Construction on Masjid Maarof began on 6 December 2014. Islamic financial organization, Warees Investments, was assigned with founding the mosque as well as providing a portion of the funding for construction works. The newly formed committee of Masjid Maarof also set up their office in Masjid Assyakirin in mid 2015, as the new mosque was nearing completion. Construction had been mostly completed by 29 April 2016, with the mosque reaching a projected opening date sometime in September. Festive prayers at the void decks under HDB flats in Jurong West were also phased out after the news of the new mosque.

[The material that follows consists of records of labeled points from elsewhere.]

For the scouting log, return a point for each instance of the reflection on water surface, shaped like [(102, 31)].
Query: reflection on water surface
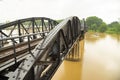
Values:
[(99, 61)]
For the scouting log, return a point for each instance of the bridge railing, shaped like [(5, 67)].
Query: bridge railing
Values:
[(48, 54), (25, 26)]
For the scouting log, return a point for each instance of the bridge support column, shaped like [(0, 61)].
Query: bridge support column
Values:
[(74, 54)]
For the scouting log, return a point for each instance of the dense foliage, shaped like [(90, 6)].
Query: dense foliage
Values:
[(96, 24)]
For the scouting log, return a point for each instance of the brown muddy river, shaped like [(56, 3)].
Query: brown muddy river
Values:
[(100, 60)]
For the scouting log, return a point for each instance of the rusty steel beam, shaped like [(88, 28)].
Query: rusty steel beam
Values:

Masjid Maarof was ultimately opened to the public and inaugurated on 19 August 2016 by Yaacob Ibrahim, then the Minister-in-Charge of Muslim Affairs. The total construction cost for the mosque was estimated at $16.8 million. Mainly intended to serve residents living in the Boon Lay and Jalan Bahar areas, Masjid Maarof was also situated next to the Jurong Fire Station and served SCDF personnel as well during Friday prayers and festive events such as Ramadan.

== Architecture ==
Masjid Maarof exhibits modernist architecture with little influence from classical Islamic styles. The building is divided into four levels, with the ground floor being where the main prayer hall and male ablution areas are situated. The second floor of the mosque is where the female prayer hall is situated on a balcony overlooking the main prayer hall, while the third and fourth floors have extra prayer spaces and classrooms. A flat, round dome divided into segments tops the central chamber of the mosque, while the raised sub-section at the side is evocative of a minaret. The mosque can also fit 4,500 worshippers.

== Transportation ==
Masjid Maarof is situated at the junction of Jalan Bahar and Jurong West Avenue, with the nearest MRT station to the mosque being the Boon Lay MRT station on the East–West line.